USADA announced today that Flavia Maria De Oliveira Paparella, of Castro Valley, Calif., an athlete in the sport of cycling, has accepted a six-month suspension for her second anti-doping rule violation in a 10-year period. Paparella’s first violation was announced in 2019, when she received a six-month suspension from Autoridade Brasileira de Controle de Dopagem after testing positive for higenamine.
Paparella, 38, tested positive for vilanterol as the result of an in-competition drug test collected at the Tour of the Southern Highlands on March 1, 2020. Vilanterol is a Specified Substance in the category of Beta-2 Agonists and is prohibited at all times under the USADA Protocol for Olympic and Paralympic Movement Testing, the United States Olympic and Paralympic Committee National Anti-Doping Policy, and the Union Cycliste Internationale Anti-Doping Rules, all of which have adopted the World Anti-Doping Code and the World Anti-Doping Agency (WADA) Prohibited List.
After being notified of her positive test, Paparella applied for a Therapeutic Use Exemption (TUE) for the use of vilanterol. She supported her application with medical documents, which stated that on February 19, 2020, a physician properly prescribed her Trelegy, a medication containing vilanterol, following an office visit in which Paparella complained of severe and acute allergies and uncontrolled asthma. Although USADA approved Paparella’s TUE application prospectively, it denied her application retroactively, as Paparella did not meet the strict requirements for a retroactive TUE set forth in the International Standard for Therapeutic Use Exemptions.
On September 30, 2020, WADA announced that on the 2021 Prohibited List, inhaled vilanterol will no longer be prohibited if used at or below the manufacturer’s maximum recommended daily dose, as Paparella did. Because the substance for which she tested positive has been removed from the Prohibited List in the relevant dosage, Paparella will be permitted to petition USADA on or after January 1, 2021 to consider a reduction in her period of ineligibility.
Paparella’s six-month period of ineligibility, the minimum for a second violation, began on October 16, 2020, the date she accepted a sanction. In addition, Paparella has been disqualified from all competitive results obtained on and subsequent to March 1, 2020, the date her positive sample was collected, including forfeiture of any medals, points and prizes.

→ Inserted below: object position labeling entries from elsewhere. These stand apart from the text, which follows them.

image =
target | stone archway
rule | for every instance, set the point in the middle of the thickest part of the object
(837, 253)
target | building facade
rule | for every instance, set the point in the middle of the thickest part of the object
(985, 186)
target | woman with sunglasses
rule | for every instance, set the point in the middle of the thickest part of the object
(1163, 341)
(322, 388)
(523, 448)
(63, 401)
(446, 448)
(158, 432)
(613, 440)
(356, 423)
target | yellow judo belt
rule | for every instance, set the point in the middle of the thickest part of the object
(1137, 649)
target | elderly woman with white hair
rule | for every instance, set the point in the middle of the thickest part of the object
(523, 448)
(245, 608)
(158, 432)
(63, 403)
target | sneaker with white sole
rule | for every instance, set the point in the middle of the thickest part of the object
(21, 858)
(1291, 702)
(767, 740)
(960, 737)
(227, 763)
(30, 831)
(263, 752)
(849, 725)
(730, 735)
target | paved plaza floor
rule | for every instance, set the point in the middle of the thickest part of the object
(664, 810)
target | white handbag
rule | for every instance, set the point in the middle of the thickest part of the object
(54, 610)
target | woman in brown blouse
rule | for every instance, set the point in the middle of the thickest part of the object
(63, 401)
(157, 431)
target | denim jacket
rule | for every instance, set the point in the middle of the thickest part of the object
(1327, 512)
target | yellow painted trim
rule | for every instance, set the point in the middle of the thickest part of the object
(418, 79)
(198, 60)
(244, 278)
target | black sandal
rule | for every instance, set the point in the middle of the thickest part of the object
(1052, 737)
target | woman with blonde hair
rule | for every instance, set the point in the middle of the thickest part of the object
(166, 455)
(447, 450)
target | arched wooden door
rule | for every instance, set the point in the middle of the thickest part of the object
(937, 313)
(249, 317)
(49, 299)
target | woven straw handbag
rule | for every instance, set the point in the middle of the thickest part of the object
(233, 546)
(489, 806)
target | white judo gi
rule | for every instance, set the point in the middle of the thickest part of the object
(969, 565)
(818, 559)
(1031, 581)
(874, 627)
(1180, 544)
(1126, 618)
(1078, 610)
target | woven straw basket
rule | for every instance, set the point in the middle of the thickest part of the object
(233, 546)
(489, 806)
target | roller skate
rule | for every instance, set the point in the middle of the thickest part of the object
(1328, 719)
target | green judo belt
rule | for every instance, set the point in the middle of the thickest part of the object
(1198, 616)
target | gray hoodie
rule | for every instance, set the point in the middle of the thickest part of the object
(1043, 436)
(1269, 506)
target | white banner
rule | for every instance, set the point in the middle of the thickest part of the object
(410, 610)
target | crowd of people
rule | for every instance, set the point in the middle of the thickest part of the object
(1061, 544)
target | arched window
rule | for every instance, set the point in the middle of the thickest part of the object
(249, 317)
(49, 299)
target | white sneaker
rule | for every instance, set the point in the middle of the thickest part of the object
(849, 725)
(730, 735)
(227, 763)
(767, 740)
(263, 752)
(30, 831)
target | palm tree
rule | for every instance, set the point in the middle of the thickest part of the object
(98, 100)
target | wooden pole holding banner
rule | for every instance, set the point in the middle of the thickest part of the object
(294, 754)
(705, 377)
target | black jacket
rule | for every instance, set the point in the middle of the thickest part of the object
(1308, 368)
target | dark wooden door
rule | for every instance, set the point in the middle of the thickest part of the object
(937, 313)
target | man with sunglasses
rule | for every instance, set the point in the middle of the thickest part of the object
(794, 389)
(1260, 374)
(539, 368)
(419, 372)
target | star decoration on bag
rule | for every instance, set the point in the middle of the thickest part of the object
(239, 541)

In an effort to aid athletes, as well as support team members such as parents and coaches, in understanding the rules applicable to them, USADA provides comprehensive instruction on its website on the testing process and prohibited substances, how to obtain permission to use a necessary medication, and the risks and dangers of taking supplements, as well as performance-enhancing and recreational drugs.
In addition, USADA manages a drug reference hotline, Global Drug Reference Online (www.GlobalDRO.com), conducts educational sessions with National Governing Bodies and their athletes, and distributes a multitude of educational materials, such as an easy-reference wallet card with examples of prohibited and permitted substances, a supplement guide, a nutrition guide, an athlete handbook, and periodic alerts and advisories.
Along with education and testing, robust anti-doping programs enable investigations stemming from tips and whistleblowers. USADA makes available a number of ways to report the abuse of performance-enhancing drugs in sport in an effort to protect clean athletes and promote clean competition. Any tip can be reported using the USADA Play Clean Tip Center, by email at email@example.com, by phone at 1-877-Play Clean (1-877-752-9253) or by mail.
USADA is responsible for the testing and results management process for athletes in the U.S. Olympic and Paralympic Movement and is equally dedicated to preserving the integrity of sport through research initiatives and educational programs.